Was hat es mit der Welt auf dem Monde und den Mondkünstlern mit ihrer Mondkunst auf sich, die Broučeks und Čechs und Janáčeks irdischen Bekannten nur allzusehr, aber eben auch wieder gar nicht ähnlich sehen. Was mit den Hussiten unter Jan Žižka, die sich just an diesem 14. Juli zur Verteidigung der Stadt gegen die Kreuzritter bereiten, einen Hussitenchoral auf den Lippen, dem schon Smetana in seiner Tondichtung eine tragende Rolle zugewiesen hat.
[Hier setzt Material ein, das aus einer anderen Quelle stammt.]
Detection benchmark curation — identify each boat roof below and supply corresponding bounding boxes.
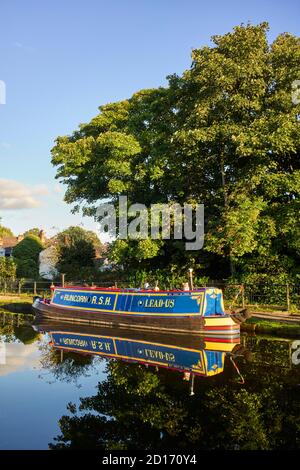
[51,285,216,294]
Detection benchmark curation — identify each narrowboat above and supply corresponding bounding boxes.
[33,286,248,339]
[35,320,246,377]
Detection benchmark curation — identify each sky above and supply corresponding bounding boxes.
[0,0,300,241]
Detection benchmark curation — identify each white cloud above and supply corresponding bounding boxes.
[0,178,49,210]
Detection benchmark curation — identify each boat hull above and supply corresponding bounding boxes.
[33,299,240,340]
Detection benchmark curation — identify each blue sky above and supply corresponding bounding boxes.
[0,0,300,241]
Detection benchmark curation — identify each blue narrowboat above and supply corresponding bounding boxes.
[33,286,248,339]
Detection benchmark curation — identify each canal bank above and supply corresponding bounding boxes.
[0,294,32,314]
[241,312,300,338]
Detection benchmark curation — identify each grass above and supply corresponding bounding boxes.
[241,318,300,338]
[0,294,33,314]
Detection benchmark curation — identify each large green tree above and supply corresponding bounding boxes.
[0,217,14,238]
[56,227,101,281]
[13,235,44,279]
[52,23,300,277]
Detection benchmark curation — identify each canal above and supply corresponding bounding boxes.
[0,311,300,450]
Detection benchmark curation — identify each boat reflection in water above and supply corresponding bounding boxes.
[36,320,245,394]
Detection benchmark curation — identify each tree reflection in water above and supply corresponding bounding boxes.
[49,339,300,450]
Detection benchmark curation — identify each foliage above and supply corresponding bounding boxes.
[13,235,44,279]
[0,256,17,281]
[52,23,300,278]
[56,227,101,280]
[23,227,40,237]
[0,217,14,238]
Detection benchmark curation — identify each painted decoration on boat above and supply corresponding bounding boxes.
[51,288,225,316]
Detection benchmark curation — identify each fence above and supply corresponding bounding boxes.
[0,275,300,311]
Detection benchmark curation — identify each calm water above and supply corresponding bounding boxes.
[0,313,300,450]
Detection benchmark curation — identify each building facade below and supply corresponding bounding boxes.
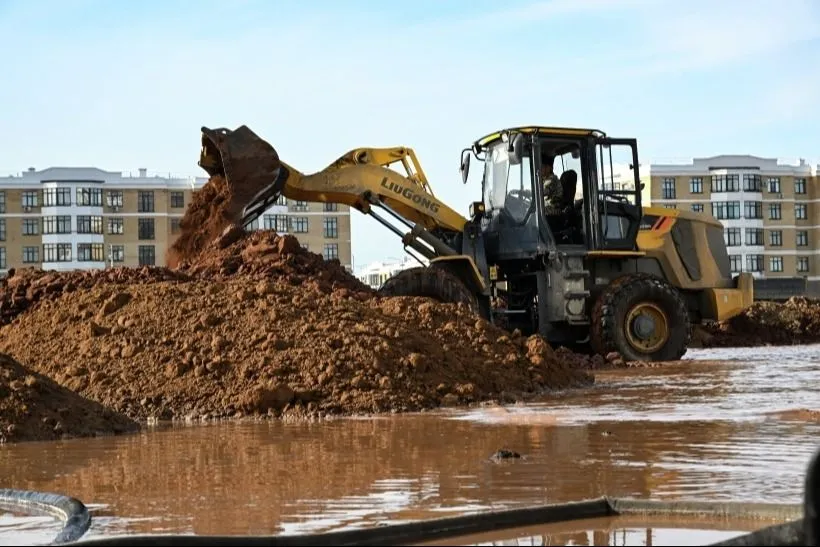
[0,167,351,275]
[356,256,421,289]
[649,155,820,281]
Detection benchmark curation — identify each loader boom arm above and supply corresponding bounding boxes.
[199,126,467,258]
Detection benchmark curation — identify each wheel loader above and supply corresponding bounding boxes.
[199,125,753,361]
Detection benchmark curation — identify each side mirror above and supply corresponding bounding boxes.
[509,133,526,165]
[458,148,470,184]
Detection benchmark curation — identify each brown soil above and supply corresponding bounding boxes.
[166,176,278,268]
[0,354,139,444]
[0,232,593,419]
[694,297,820,348]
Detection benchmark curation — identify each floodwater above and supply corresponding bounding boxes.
[0,346,820,545]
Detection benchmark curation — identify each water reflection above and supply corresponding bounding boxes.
[0,348,820,543]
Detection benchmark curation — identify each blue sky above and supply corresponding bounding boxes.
[0,0,820,266]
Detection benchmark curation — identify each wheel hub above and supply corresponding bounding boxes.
[624,302,669,353]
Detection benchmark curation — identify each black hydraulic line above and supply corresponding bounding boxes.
[0,489,91,545]
[64,498,803,547]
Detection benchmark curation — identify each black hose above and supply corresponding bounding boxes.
[65,498,803,547]
[0,489,91,545]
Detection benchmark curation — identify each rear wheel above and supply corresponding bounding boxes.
[590,274,691,361]
[379,266,479,313]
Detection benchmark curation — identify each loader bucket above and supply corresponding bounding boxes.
[199,125,287,226]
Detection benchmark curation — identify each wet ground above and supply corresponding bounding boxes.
[0,346,820,545]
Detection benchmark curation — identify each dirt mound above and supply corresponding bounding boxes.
[0,354,139,444]
[166,175,276,268]
[0,274,593,419]
[177,226,374,297]
[0,266,188,326]
[0,228,366,325]
[695,297,820,348]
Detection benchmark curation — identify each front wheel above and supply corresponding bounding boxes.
[591,274,692,361]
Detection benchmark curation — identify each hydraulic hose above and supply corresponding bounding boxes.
[0,489,91,545]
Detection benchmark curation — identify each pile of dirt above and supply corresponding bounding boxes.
[0,268,593,419]
[694,297,820,348]
[0,228,374,325]
[166,175,276,268]
[0,353,139,444]
[0,266,188,325]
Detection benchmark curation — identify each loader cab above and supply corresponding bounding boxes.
[474,128,642,260]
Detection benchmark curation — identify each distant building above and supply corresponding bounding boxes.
[0,163,352,275]
[649,155,820,281]
[356,257,421,289]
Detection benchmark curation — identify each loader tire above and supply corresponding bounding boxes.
[590,274,692,361]
[378,266,479,314]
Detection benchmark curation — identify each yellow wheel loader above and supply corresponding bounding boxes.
[199,126,753,361]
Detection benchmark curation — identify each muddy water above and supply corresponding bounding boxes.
[0,346,820,545]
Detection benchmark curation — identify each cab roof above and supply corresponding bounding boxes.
[474,125,606,148]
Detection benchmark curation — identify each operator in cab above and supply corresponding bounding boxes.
[540,152,563,215]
Was mit der Erscheinung des Dichters Svatopluk Čech in der Schatzkammer König Wenzels, der den moralischen Verfall der Nation beklagt, und was mit der Widmung des Panslawisten Janáček: "Dem Befreier des tschechischen Volkes, Dr. T. G. Masaryk"? Sie habe zuviel "Lokalkolorit", begründete man 1917 im Drei-Masken-Verlag seine Ablehnung der da noch einteiligen Fassung. Sie hätten die Oper einem heutigen Publikum erst verständlich zu machen, begründen Bearbeiter und Übersetzer ihre Neufassungen und szenischen Einrichtungen und übersehen das Allgemeingültige, das in allem Lokalkolorit steckt. Kaum einen unverständlichen Rest läßt eine halbszenische Aufführung vom Februar 2007 im Londoner Barbican Centre, Weltpremiere der Neuedition von Jiří Zahrádka und Charles Mackerras, mit der Symphonieorchester und Chor der BBC unter Jiří Bělohlávek der Oper zu spätem Durchbruch verholfen haben könnten. Süchtig saugt der Sprachunkundige die fremde Sprachmelodie ein und versteht noch jedes Wort; wenn er den Blick von der Übersetzung im Beiheft nimmt und nach innen richtet, auf das Musiktheater, das Bělohlávek und das tschechische Solistenensemble im Kopf entstehen lassen. (Deutsche Grammophon 477 7387)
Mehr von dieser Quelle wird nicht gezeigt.